Last updated 8 January 2019

Generally, it is not necessary to reveal a criminal conviction in a job or licence application unless specifically asked to do so in accordance with specific provisions of the Criminal Law (Rehabilitation of Offenders) Act 1986 (Qld) (CLRO Act). Examples where an applicant may be asked to reveal any criminal convictions include where the person in question is seeking admission to a profession, where the applicant is seeking to become a police officer or where the person requesting the information has been granted a permit under s 10 of the CLRO Act. Most licence application forms do not require minor traffic violations to be disclosed.

The CLRO Act also provides that an offender is not obliged to disclose a conviction if no conviction was recorded. Similarly, a person need not disclose the fact that they were charged with an offence if the charge was dropped or dismissed, or they were acquitted (s 5 CLRO Act).
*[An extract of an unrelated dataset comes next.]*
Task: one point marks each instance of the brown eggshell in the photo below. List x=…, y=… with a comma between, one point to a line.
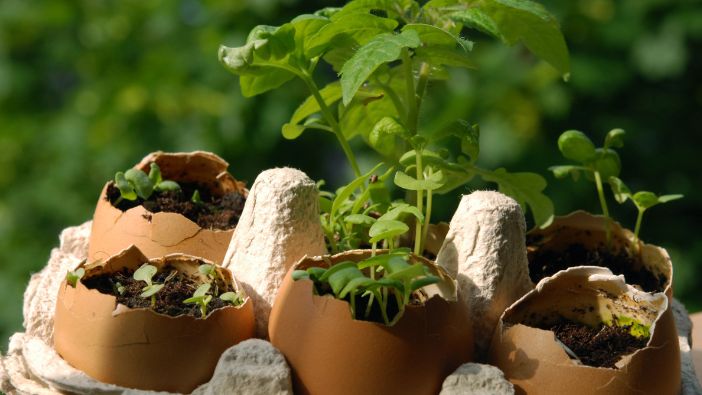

The CLRO Act also enables an offender who has had a conviction recorded to deny that conviction on oath or under affirmation if:

  • the sentence that resulted from the conviction was non-custodial or was for a term of 30 months (2½ years) imprisonment or less
  • 10 years have elapsed since the conviction was recorded, and during the 10 years the person has not been convicted upon indictment of any other indictable offence. A five-year rehabilitation period applies in relation to offences dealt with summarily (before a magistrate) or where the offender was dealt with as a child.

However, the CLRO Act still requires disclosure of convictions if such disclosure is otherwise required.